I don’t know about that; I didn’t get married until 35, and our first son was born when I was 38, about to be 39. So I’ve probably lived at least half my life without children.

I’m not firmly on the “if you’re not a parent, you CAN’T have anything constructive to say, and anything you say is offensive” bandwagon. There’s definitely some value to seeing things from the outside.

However, when you’re in the trenches so to speak, it can seem a little sanctimonious or infuriating to hear someone without children, or who hasn’t done the 24/7 parent thing bloviate about how parents should do this or that, or how it can’t be hard or whatever.

My personal pet-peeve is the way some people are so snide about toddlers and babies at restaurants, especially family type places. It’s freaking hard to take a little kid out to eat, and parents get damned tired of staying at home all the time. Babysitting is expensive and hard to find, and little ones need to be socialized, so we bring them out to eat with us. While we do our best not to impinge on your dining enjoyment, it’s unreasonable to expect all toddlers to be well-behaved for the hour or so that you eat.

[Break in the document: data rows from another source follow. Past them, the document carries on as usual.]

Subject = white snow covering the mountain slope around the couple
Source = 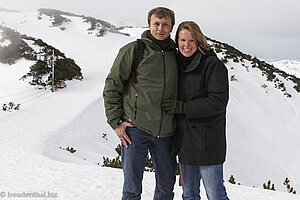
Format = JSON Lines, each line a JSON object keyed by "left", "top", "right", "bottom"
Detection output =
{"left": 0, "top": 9, "right": 300, "bottom": 200}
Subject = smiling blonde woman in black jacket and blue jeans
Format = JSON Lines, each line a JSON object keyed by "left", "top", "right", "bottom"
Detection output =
{"left": 162, "top": 21, "right": 229, "bottom": 200}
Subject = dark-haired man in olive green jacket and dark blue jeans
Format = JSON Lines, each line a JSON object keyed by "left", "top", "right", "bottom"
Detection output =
{"left": 103, "top": 7, "right": 178, "bottom": 200}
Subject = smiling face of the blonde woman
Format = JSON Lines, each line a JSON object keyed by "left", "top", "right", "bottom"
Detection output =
{"left": 178, "top": 29, "right": 197, "bottom": 57}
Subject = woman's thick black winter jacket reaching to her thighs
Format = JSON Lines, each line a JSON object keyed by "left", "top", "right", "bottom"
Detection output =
{"left": 174, "top": 50, "right": 229, "bottom": 165}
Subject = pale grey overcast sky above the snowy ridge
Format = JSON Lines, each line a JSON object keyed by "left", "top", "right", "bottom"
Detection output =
{"left": 0, "top": 0, "right": 300, "bottom": 61}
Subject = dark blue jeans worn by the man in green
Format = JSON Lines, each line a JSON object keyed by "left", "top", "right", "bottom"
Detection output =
{"left": 121, "top": 127, "right": 176, "bottom": 200}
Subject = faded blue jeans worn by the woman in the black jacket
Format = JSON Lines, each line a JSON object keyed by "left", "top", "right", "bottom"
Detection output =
{"left": 181, "top": 164, "right": 229, "bottom": 200}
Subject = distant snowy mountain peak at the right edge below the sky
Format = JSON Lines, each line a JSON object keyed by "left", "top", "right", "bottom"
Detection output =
{"left": 271, "top": 60, "right": 300, "bottom": 78}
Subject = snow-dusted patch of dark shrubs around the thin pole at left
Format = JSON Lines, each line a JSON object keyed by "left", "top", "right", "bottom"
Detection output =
{"left": 0, "top": 26, "right": 83, "bottom": 89}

Cut parents some slack if they’re trying to discipline their children or are taking them outside in shifts, or if they bring the kid back in thinking the tantrum’s over, only to find out it’s not.

Two things to thing about before having a baby: They turn into adolescents, and you never get rid of these people.

I have an affliction called Extreme Literal-Mindedness. I can’t figure out what you mean by “ashy.” Is this code for something, or do you mean really really dry skin? If the latter, I’ve never heard of ashy used this way. I don’t get out much.

Are your own parents critical of or supportive of your parenting style?

Monstro’s niece is probably black. Some black people get dry skin, and refer to it as “ashy” because their skin does indeed look like it’s covered in ash.

I came to post this.
Also, here’s a newsflash for non parents whining about the annoying children: You seem to think you have more of a right to exist in this world than we do. I mean, god forbid, that one time out of a hundred you went to Applebees and was bothered by an annoying kid crying his ass off as you were trying to choke down your crappy meatloaf special. Ooo, how terrible for you! Gee your life must really suck.

To quote the great George Costanza: “WE’RE LIVING IN A SOCIETY!!” You’re going to have to deal with annoying people from time to time. So get over your fragile sensibilities and move on with life.